The second pair of numbers (7h 500mA) is more practical and probably more useful. It defies the theory and says that running them for 7 hours at a 500 mA current is feasible. Even if it would multiply to 3500 mAh. Lesson: cells give more if you take it more slowly. The inverse is also true: if you take it fast, they will not give you much. Think of the extreme: if you short a cell, it will give you a short burst of heat. And then it dies.

Thanks a load Rik, that clears a lot up.

I think what you're saying then is: a battery can give as many amps as your circuit will try to take, but if it's too high it might cause the voltage to drop and the battery to run out fast?

I guess two batteries is the way to go then.

I've seen on other posts, people recommending powering an Arduino with a 9V square battery - will this be suitable if I'm running my motors from 4xAA?

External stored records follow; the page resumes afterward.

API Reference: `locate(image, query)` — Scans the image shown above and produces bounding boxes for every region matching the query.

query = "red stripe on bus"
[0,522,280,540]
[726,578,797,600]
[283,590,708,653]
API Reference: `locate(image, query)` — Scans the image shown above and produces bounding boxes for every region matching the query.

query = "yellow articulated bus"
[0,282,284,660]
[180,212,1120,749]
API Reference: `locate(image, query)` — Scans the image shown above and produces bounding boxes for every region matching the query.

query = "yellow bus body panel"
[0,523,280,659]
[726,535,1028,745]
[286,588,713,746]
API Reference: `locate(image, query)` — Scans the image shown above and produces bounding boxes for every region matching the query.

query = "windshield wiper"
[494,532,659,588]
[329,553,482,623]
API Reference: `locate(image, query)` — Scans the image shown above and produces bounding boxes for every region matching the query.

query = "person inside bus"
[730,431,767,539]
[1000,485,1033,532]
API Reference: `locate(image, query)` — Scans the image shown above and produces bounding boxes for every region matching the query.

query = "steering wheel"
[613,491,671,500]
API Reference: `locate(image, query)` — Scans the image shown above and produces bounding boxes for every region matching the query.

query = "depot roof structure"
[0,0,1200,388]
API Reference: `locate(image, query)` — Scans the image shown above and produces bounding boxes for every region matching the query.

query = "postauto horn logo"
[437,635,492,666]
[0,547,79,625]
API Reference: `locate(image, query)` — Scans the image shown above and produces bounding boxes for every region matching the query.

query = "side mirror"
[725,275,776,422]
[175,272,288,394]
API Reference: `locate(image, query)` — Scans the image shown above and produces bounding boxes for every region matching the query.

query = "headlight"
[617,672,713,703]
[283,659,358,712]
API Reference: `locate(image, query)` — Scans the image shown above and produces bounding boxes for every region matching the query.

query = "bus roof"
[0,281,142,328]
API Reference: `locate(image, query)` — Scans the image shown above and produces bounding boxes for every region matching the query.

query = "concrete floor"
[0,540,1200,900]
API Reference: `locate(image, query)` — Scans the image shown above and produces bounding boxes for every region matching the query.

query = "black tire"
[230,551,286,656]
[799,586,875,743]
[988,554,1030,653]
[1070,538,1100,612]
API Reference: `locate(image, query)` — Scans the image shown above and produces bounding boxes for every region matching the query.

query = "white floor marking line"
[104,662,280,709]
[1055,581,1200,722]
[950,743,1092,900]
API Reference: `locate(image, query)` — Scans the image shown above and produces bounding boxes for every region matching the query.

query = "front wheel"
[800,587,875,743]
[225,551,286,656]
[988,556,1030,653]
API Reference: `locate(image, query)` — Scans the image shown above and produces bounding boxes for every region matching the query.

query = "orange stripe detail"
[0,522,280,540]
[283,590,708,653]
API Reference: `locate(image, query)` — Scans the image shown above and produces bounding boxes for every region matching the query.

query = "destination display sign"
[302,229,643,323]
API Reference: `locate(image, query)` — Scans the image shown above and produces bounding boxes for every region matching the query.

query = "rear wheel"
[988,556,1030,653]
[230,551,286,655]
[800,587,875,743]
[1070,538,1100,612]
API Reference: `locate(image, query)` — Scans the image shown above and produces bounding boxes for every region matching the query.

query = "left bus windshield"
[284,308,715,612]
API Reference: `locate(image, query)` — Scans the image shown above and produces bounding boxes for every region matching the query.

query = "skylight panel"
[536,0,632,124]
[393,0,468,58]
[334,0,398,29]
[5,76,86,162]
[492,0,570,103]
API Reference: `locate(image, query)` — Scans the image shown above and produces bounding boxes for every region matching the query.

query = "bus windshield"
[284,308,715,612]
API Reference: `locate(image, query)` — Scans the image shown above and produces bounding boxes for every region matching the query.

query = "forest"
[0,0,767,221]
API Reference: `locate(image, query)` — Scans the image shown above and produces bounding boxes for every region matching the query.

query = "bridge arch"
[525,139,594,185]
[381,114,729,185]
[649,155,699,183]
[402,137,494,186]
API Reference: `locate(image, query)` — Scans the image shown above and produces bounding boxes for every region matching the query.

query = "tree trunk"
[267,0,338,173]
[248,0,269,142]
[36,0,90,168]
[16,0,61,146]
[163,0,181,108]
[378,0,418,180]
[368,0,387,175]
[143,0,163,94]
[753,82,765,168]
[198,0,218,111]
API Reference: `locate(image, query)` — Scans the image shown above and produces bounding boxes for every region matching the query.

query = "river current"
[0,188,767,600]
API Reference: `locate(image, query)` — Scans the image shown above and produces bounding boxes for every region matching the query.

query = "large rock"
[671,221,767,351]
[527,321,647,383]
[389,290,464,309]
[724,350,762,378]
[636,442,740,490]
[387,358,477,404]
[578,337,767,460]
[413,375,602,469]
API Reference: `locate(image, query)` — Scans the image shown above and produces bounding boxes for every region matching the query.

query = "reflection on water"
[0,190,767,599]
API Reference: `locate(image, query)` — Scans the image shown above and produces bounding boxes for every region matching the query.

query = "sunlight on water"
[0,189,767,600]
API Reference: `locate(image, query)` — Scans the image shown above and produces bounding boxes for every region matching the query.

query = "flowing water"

I assume I can link the power and ground connections of my servo to the 4xAA (with a resistor to lower the voltage?), connect the two batteries' grounds together and then connect the servo's other wire to a port on my Arduino?

Sorry about the bombardment of questions, but I'm very close to ordering my parts and I'm very excited!


I cannot advice on Arduno power requirements. The block battery gives 9V but only very few Amperes. Only suitable for micro controllers and nothing else.

I am a Picaxe luser. All our boards come with a pin arrangement that allows to feed seperate power supplies to motors and servos. I do knot know how the Arduino lusers solve that. Keep asking around. Tying the grounds together is always a great idea.

Go ahead and orer your stuff. You can never buy enough battery clips, holders, voltage regulators.

Just don't try to reduce voltage through a resistor. That is ineffective, inneficient and wasteful. Just get the voltage right by putting the correct number of cells in series. Or search for "power regulation" and "voltage regulator".